All of this, of course, is complete crap. The real reason for my incompetence is that I really hate learning Spanish. It’s frustrating, hard and a little bit boring. I also feel very embarrassed about my language skills whenever I’m around Spanish speakers (which, in Colombia, is all the bloody time). So I shy away from speaking. I dislike it so much that even when I semi-commit to learning via a new app/podcast/dictionary, I constantly avoid it in favour of watching Netflix, napping, and pretty much anything else I can think of to dodge Spanish hell for just one more day.
Obviously I’ve picked up some of the basics. I’m fairly good in restaurants, and you should see me shine in a bus station. I’m also practically fluent when I’m drunk in a taxi on my way home from a night out. Ask any Colombian cab driver and they’ll tell you that I can talk solidly for 20 minutes on any subject without pausing for breath.
I haven’t always been so anti-Spanish though, and when I first arrived in South America last year I was full of excitement at the prospect of becoming the best person at the language. I took a week of lessons to make this happen (hence my restaurant/bus station skills), and rambled excitedly in this blog post about how eager I was to learn the local lingo. But, after my lessons were finished I put a complete stop to my quest for language and fell straight back into my default of telling people “yo no hablo Español”.

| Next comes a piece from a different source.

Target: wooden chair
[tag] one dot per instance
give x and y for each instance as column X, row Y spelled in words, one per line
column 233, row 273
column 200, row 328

To avoid any language shame, I have been using a few cunning tricks on my travels. So far on this trip, I’ve exclusively stuck to the ‘gringo trail’ to ensure that I mainly encountered other English speakers. And when I’ve met local people for friendship/dates/whatever, I’ve always targeted those with a good knowledge of my mother tongue. It’s my tried and tested survival method and I’ve been sticking to it. Until now.
Arriving in Medellín
Having settled in Medellín, it’s quickly becoming clear that my Spanglish simply won’t cut it. Everybody here seems to speak brilliant Spanish, no matter where they’re from. My housemates, friends and work contacts are all fluent, which leaves me with a blank look on my face every time I attempt to engage in a group conversation. I went out at the weekend with a group of friends comprising of Colombians, Americans, French and English, and everyone at our table spoke perfect Español apart from little old me. I had no idea what anyone was saying. So I just faked it by laughing when everyone else did, or by picking out a word that I recognised in a sentence and making up what I thought they were talking about. Fun.
But, do I try and do anything about what is currently my biggest annoyance in life? No, I do not. Instead of putting in more effort to learn, I just tell little white lies to hide my incompetency. When people ask me how long I’ve been here for, I pretend that I think they mean Medellín and tell them, “oh, just one month”. It’s a lot less embarrassing than telling them the truth, which is that I’ve been here for over half a year and know about 30 Spanish words.
Ah well, as long as I can order cerveza and papas fritas, what more do I really need?”